「インスタ交換しよ」
「よろしくぅー!」

 ガード下の屋台では、男女が大きな声を張り上げ、盛り上がっている。複数のグループが狭いテーブルで相席になり、初対面同士で意気投合したようだ。「いい女やなあ~」という声も聞こえる。

 屋台で飲み終えたという板橋区の20代女性は、自らが看護師であることを後ろめたそうに答えた。

「暖かくなってきたし、屋外ならいいかなと思った。仕事でめいっていたけど、相席でいろんな人と話せて気晴らしになる」

 22時を過ぎると、アメ横は店を閉めて落ち着き始めたが、一本横に入った「仲町通り」ではむしろ活気が出始めた。特に深夜営業が目立ち、「24時間営業」「朝までやってます」と答えた店もあった。冒頭のようなハイテンションの客、道端で嘔吐や立ち小便をする客の姿が見受けられたのも、この通りだ。

 23時ごろには、さすがに閉めるお店もちらほら。行き場を失った客たちが、カラオケ屋やネットカフェ、ゲームセンターなどに続々と流れ込む。コンビニの前でたむろする若者たちや、締めなのだろうか、道に座ってカップラーメンを食べ始める人もいた。

 同僚と千鳥足で歩いていた30代の会社員男性は、「明日仕事だけれど、今日は朝まで飲み明かします!」と宣言。自宅は神奈川県・相模原市で、終電は逃したという。

 朝まで営業する飲み屋も複数あるので、夜通しで飲む人も少なくないのだろう。記者は終電で帰途についた。

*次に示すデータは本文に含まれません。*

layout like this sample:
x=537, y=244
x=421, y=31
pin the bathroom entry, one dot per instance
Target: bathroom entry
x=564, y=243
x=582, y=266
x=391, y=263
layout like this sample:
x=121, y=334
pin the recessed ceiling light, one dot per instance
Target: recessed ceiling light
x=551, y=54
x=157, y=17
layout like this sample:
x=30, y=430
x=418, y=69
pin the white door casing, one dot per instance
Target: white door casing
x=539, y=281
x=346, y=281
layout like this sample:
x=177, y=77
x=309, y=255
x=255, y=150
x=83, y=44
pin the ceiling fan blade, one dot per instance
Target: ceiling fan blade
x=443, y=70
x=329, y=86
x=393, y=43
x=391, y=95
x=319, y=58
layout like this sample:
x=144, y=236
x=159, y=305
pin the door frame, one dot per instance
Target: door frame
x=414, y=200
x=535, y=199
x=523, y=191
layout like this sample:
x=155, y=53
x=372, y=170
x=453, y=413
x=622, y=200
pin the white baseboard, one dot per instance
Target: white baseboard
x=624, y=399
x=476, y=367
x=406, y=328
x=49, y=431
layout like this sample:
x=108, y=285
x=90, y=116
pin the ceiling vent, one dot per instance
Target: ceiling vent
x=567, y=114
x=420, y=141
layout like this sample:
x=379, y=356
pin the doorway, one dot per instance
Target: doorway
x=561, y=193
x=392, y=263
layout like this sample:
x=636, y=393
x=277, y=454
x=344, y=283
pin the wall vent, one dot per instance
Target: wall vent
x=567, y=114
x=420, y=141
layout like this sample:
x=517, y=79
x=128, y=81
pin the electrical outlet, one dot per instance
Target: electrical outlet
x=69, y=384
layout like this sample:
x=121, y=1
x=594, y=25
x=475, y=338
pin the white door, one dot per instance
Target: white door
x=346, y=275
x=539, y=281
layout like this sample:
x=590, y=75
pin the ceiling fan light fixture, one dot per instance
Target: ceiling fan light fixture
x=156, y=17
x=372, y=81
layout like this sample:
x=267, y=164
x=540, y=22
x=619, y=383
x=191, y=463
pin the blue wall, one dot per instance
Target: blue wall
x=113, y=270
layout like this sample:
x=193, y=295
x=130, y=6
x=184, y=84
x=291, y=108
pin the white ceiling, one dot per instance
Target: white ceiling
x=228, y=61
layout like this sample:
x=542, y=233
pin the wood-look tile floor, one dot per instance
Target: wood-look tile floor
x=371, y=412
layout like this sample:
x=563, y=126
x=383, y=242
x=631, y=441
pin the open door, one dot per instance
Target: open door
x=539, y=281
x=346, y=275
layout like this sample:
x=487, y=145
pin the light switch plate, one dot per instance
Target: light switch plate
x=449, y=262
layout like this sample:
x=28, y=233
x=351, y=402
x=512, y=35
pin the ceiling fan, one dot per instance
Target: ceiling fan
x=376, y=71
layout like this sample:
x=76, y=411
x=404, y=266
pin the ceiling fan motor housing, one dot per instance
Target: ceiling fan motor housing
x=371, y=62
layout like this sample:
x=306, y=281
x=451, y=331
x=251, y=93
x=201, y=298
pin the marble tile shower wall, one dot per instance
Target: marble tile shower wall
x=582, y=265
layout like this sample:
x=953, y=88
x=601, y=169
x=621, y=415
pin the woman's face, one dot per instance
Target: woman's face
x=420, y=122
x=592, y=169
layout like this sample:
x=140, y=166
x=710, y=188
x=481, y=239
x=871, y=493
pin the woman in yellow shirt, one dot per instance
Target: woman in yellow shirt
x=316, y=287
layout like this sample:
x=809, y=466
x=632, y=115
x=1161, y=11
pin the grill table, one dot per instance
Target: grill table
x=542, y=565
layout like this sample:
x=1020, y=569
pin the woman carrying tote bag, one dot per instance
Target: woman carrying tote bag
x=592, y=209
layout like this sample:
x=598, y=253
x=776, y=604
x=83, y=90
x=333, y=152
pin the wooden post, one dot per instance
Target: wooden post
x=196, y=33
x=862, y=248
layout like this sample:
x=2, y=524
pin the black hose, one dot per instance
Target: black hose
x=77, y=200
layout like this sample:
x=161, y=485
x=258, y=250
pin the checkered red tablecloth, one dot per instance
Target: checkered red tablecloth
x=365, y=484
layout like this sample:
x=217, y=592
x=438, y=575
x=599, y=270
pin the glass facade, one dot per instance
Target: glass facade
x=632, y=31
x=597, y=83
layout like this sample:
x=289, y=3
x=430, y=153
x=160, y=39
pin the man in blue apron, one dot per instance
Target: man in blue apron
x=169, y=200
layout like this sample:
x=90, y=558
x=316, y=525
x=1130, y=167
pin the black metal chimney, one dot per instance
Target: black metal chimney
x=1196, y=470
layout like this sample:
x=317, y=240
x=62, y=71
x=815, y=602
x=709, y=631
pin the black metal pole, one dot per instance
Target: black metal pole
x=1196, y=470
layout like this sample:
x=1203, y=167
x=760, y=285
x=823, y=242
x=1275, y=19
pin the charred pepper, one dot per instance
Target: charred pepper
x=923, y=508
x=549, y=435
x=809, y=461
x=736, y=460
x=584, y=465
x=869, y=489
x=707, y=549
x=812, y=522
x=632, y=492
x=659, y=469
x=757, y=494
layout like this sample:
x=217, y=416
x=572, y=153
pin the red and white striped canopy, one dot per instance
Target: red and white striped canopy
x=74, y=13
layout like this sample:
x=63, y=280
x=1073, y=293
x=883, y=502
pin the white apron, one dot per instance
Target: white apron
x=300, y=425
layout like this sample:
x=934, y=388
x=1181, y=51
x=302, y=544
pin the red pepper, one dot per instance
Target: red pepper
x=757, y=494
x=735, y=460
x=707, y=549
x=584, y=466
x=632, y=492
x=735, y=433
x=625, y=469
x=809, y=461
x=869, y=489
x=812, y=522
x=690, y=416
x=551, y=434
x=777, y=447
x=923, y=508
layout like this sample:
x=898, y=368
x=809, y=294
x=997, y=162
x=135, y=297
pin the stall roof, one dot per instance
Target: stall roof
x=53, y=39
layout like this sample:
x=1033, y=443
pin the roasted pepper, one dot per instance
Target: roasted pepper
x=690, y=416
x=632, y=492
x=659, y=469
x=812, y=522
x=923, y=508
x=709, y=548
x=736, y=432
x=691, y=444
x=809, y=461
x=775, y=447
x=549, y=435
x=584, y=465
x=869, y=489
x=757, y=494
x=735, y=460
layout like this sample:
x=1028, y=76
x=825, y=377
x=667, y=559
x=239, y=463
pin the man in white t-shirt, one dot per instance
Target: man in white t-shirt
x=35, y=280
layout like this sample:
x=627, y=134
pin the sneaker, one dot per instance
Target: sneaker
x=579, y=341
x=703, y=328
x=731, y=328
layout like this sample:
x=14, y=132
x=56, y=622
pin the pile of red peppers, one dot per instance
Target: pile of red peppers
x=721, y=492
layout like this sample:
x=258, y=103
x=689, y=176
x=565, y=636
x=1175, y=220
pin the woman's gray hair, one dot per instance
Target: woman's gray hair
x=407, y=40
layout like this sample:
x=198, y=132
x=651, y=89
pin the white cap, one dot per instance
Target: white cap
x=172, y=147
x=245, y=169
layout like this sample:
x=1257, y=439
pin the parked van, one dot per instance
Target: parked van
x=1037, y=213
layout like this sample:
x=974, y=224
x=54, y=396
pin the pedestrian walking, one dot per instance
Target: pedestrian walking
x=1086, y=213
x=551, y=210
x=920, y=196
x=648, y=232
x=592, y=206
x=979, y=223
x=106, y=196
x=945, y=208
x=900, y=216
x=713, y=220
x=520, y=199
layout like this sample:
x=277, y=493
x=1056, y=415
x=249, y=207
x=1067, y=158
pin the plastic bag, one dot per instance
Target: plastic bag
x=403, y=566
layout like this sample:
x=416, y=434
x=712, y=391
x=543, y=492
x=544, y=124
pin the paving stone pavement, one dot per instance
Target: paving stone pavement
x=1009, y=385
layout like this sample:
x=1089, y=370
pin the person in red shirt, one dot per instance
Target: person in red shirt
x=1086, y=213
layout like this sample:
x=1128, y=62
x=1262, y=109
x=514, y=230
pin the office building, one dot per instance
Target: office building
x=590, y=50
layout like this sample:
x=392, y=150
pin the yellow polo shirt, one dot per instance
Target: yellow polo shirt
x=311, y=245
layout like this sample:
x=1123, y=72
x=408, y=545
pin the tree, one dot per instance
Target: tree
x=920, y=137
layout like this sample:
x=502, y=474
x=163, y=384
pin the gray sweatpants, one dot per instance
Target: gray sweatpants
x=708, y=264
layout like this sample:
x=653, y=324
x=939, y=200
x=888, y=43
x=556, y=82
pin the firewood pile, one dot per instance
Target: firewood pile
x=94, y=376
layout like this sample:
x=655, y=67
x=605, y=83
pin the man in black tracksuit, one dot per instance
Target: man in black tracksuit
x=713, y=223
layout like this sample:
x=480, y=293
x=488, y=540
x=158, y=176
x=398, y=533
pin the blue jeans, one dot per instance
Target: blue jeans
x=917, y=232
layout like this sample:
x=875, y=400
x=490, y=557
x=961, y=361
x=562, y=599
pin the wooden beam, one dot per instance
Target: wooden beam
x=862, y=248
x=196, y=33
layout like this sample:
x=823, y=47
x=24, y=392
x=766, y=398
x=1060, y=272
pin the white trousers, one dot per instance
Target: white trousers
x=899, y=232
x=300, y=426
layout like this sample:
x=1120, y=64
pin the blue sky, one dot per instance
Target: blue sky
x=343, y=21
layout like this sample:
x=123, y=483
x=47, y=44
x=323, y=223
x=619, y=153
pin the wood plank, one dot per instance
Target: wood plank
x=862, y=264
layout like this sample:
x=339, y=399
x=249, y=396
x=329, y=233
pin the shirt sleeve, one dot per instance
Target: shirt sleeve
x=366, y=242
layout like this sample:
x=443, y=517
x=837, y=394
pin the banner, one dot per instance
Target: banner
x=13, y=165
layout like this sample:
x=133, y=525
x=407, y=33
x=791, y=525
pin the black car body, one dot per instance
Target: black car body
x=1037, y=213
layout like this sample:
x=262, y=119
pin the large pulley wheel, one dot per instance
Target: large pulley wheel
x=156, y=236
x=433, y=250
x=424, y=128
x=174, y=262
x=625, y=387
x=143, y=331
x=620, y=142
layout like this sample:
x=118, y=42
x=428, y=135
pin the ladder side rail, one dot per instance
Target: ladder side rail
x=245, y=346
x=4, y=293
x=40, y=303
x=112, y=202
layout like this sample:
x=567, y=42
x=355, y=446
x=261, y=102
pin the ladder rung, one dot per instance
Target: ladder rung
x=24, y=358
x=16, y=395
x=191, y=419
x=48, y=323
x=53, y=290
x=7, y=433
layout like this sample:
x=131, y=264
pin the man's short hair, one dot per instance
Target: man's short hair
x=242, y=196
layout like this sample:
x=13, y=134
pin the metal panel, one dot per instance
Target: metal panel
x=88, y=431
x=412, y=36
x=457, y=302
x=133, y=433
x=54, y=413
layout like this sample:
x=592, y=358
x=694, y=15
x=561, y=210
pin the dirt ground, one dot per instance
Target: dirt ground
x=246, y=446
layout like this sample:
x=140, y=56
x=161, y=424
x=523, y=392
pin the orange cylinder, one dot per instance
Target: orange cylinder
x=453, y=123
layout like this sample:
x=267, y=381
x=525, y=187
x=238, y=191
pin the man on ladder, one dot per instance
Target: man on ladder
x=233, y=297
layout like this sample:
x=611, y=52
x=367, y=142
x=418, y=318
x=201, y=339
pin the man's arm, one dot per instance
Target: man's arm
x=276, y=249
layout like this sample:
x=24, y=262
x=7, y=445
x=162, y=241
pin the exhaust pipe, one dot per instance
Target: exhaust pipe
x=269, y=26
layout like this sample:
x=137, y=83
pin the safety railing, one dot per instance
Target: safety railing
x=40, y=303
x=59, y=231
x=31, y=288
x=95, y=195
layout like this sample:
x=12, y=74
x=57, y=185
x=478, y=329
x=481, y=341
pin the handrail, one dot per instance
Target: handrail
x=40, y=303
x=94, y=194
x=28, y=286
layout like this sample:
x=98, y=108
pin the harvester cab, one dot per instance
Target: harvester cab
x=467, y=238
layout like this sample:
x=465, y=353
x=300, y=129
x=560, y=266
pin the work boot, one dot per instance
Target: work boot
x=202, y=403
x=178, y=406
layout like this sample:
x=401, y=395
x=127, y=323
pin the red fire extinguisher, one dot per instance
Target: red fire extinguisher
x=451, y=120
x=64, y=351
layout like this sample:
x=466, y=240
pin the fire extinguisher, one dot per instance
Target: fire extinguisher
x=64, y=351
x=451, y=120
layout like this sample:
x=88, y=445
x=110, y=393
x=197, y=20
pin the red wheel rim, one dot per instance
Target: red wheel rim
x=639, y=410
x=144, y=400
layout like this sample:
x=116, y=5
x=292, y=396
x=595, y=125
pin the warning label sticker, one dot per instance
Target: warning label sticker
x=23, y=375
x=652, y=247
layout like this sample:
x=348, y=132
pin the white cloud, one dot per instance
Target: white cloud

 長期化するコロナ禍で「自粛疲れ」が生じている今、自治体がどんなに外出自粛を呼びかけようと、飲み屋に向かう客は一定数出てくる。アメ横周辺の居酒屋はそうした需要に応えるため、「深夜営業」をしている側面もあるのだろう。

 だが、緊急事態宣言が解除された直後に居酒屋でクラスターが発生すれば、「飲食店」はまた目の敵にされてしまう。店も客もそのリスクを負っていることは、忘れてはいけない。